What are the lessons learned from this story?
Adjusting individual behaviors is critical to slowing the spread of COVID-19. Once government restrictions are lifted, it falls to individual choices around mask wearing, distancing, and vaccination to slow the spread of the virus. Effective messaging and responsive policy making is key to sustaining individual compliance with these strategies.
It’s important for leaders to understand the demographics of their community in order to target messaging to diverse motivations and barriers. Consideration of specific motivations and barriers to adoption of suggested public health measures allows for more effective messaging. To be effective, a campaign needs to appeal to multiple motivations to solve the problem at hand. When it comes to encouraging mask wearing for example, people who forget their mask, versus people who think that masks are ineffective, have very different reasons behind what looks like the same behavior. Messages addressing both cases need to be incorporated to reach the whole community. Similarly, mass gatherings happen for different reasons, within different communities. Understanding each case (or subsets of cases) allows for more effective engagement. This project identified faith communities as one distinct community and developed specific recommendations for faith-based gatherings.

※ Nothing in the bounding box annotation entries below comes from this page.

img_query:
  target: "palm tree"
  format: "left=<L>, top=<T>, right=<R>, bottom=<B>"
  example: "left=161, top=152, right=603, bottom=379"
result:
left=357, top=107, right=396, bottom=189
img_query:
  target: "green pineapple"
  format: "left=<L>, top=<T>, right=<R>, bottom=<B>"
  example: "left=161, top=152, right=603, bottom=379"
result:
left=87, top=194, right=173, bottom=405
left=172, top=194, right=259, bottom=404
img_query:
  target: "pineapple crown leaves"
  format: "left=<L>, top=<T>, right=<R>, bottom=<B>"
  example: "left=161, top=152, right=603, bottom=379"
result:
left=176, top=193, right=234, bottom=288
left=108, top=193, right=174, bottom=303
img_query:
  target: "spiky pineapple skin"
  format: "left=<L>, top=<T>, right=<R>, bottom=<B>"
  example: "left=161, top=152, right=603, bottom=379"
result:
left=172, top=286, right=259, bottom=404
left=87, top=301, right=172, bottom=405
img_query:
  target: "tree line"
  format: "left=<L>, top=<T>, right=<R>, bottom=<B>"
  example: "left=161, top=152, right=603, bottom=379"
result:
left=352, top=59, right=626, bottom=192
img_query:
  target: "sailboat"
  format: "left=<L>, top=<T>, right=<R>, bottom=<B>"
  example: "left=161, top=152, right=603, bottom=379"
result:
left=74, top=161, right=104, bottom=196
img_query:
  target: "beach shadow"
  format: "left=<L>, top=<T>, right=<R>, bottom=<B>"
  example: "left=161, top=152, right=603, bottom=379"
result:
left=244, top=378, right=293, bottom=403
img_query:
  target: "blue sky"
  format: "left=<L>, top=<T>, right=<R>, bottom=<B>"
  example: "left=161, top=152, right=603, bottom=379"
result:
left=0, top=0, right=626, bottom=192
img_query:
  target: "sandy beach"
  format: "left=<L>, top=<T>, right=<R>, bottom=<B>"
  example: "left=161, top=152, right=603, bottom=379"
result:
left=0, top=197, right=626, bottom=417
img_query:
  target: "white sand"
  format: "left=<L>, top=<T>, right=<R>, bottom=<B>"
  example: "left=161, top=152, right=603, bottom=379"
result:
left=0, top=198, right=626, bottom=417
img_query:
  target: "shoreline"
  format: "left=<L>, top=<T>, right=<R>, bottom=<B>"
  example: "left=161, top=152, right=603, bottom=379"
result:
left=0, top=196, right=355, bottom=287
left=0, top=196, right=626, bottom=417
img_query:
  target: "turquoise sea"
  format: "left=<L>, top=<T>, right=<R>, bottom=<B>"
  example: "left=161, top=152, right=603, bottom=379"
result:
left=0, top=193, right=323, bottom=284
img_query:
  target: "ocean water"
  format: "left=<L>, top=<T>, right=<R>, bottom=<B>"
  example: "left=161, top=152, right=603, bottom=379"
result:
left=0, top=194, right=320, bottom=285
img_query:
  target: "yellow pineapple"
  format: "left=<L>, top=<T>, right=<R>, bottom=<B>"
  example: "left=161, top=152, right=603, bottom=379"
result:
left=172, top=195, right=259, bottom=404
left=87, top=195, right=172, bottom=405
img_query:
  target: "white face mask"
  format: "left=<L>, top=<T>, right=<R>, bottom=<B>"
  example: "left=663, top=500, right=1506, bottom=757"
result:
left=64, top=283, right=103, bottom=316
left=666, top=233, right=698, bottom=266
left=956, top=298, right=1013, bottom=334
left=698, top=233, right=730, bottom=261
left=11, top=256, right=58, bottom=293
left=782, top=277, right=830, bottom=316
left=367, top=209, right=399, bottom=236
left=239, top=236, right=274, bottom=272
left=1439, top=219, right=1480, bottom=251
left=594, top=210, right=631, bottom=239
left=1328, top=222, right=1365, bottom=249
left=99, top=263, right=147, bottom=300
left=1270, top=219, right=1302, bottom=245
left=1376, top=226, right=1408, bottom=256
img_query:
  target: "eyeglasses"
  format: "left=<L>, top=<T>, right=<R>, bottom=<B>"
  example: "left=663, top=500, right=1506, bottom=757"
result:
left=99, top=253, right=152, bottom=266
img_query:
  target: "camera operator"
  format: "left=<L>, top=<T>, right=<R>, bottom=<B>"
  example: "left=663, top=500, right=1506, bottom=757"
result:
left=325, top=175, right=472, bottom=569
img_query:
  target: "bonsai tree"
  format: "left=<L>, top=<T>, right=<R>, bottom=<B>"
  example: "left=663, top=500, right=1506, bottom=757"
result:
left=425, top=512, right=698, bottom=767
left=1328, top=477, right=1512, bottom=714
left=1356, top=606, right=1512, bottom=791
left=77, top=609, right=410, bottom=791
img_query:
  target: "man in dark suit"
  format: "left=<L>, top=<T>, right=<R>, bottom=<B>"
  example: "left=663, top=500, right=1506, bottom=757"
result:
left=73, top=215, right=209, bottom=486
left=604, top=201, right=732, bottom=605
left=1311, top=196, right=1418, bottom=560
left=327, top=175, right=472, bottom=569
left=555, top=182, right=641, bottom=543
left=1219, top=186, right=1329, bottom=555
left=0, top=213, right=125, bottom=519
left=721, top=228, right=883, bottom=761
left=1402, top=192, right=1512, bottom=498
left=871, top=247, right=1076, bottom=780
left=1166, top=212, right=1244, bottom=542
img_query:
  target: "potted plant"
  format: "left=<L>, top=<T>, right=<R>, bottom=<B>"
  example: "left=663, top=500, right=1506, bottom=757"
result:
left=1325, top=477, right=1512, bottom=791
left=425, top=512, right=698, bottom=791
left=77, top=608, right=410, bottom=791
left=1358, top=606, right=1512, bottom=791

As the pandemic progresses, messaging must shift to maintain public health. Initially CAH’s focus was on reopening, but as the pandemic sustained into the summer, they saw that the framing had to shift to saving lives. Similarly, there was a lot of initial focus in the research on how to encourage mask wearing and social distancing, but with the introduction of the vaccine, the project shifted its focus to understanding how to encourage widespread vaccination. Localities must still push the message of social distancing and mask wearing, alongside vaccine campaigns, but may need to rethink these campaigns in order to avoid messaging fatigue.